Calculation of 'significantly' stronger correlation couplings in CNA

Issue #768 closed
Former user created an issue

Hello Bio3D team, I have a query regarding calculation of significantly stronger couplings in CNA, as done in 'Comparative structural dynamic analysis of GTPases' plos comp bio paper and in '' jbc paper.

if i have n number of replicates (in my case its 3 for each state), and i do construct CNA for different states of my protein, where underlying dccm is consensus average such that value is >=0.6 in all replicates for given state.

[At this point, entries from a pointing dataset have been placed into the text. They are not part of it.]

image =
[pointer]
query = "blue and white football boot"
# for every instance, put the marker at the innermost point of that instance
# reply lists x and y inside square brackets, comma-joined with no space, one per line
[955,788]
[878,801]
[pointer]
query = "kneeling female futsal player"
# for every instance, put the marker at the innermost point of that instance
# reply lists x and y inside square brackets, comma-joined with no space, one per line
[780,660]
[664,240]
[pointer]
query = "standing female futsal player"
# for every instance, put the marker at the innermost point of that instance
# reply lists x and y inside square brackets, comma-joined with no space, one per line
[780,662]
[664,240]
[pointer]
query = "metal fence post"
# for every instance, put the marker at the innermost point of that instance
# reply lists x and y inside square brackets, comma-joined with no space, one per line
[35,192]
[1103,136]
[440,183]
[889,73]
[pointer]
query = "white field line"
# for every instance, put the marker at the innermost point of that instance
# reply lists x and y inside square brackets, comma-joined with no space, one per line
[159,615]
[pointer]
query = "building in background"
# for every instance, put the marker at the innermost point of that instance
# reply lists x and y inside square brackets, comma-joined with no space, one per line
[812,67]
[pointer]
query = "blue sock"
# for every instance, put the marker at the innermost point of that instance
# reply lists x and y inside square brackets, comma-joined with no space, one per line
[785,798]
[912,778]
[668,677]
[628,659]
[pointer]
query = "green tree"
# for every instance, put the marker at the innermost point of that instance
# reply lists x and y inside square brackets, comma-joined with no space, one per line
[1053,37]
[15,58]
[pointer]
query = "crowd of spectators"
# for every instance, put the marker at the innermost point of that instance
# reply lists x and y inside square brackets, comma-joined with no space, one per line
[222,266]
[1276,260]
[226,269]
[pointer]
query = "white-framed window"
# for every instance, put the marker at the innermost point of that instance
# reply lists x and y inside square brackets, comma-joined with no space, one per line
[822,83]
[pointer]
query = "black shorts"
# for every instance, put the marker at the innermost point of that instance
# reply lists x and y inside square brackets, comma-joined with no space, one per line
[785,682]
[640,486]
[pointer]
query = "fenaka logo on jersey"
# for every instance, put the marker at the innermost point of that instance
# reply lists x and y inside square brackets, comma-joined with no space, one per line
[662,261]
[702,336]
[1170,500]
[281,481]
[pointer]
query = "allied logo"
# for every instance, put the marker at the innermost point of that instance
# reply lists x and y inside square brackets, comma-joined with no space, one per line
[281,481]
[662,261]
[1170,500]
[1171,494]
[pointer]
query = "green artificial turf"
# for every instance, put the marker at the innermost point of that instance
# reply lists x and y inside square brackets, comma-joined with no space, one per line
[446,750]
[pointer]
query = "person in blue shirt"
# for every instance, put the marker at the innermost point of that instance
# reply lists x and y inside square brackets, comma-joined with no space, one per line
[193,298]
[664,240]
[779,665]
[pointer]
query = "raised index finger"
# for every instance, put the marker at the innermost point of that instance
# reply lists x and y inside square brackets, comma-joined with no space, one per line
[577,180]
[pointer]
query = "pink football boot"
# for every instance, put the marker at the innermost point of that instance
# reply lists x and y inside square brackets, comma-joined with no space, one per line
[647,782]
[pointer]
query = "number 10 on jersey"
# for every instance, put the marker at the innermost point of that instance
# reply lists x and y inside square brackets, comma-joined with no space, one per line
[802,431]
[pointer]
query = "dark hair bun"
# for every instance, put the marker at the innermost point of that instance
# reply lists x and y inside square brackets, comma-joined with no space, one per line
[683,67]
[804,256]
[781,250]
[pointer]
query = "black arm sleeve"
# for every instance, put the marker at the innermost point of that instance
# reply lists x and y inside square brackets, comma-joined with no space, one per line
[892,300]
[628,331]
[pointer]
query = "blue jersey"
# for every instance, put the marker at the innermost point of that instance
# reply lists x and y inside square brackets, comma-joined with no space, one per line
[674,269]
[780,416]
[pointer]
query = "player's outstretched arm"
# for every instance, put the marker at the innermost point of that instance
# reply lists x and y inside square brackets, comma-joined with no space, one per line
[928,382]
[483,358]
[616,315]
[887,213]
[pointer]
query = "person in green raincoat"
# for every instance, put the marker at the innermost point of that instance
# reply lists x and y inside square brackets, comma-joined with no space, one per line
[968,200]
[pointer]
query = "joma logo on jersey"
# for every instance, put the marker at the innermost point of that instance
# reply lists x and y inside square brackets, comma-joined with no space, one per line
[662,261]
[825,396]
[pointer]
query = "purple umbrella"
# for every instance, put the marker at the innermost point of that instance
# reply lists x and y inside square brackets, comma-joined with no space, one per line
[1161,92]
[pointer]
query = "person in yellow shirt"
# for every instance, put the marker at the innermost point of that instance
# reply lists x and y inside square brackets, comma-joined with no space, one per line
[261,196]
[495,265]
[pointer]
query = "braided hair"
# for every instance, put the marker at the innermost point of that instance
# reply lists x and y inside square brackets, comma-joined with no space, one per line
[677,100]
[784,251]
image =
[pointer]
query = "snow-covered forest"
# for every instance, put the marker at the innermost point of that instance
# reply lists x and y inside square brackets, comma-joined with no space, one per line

How should i calculate significantly stronger couplings in communities, a) Do i have to only consider common communities in different states of my system ( for example communities that have atleast 90% of residues overlap ?) b) or should i take residue membership of wildtype state and impose it on other different states (such that my overall community count can be increased prior performing statistical test) c) once i have comparable 'consensus' community structure from either of a) or b), performing either of wilcox or t test will give me only significance of their distributions, how to actually infer 'significantly' stronger or weaker 'community' couplings from this ?

Comments (3)

  1. Xinqiu Yao

    Hi,

    First of all, 3 replicates might be too small to talk about statistical significance. I recommend increase the number to at least 5.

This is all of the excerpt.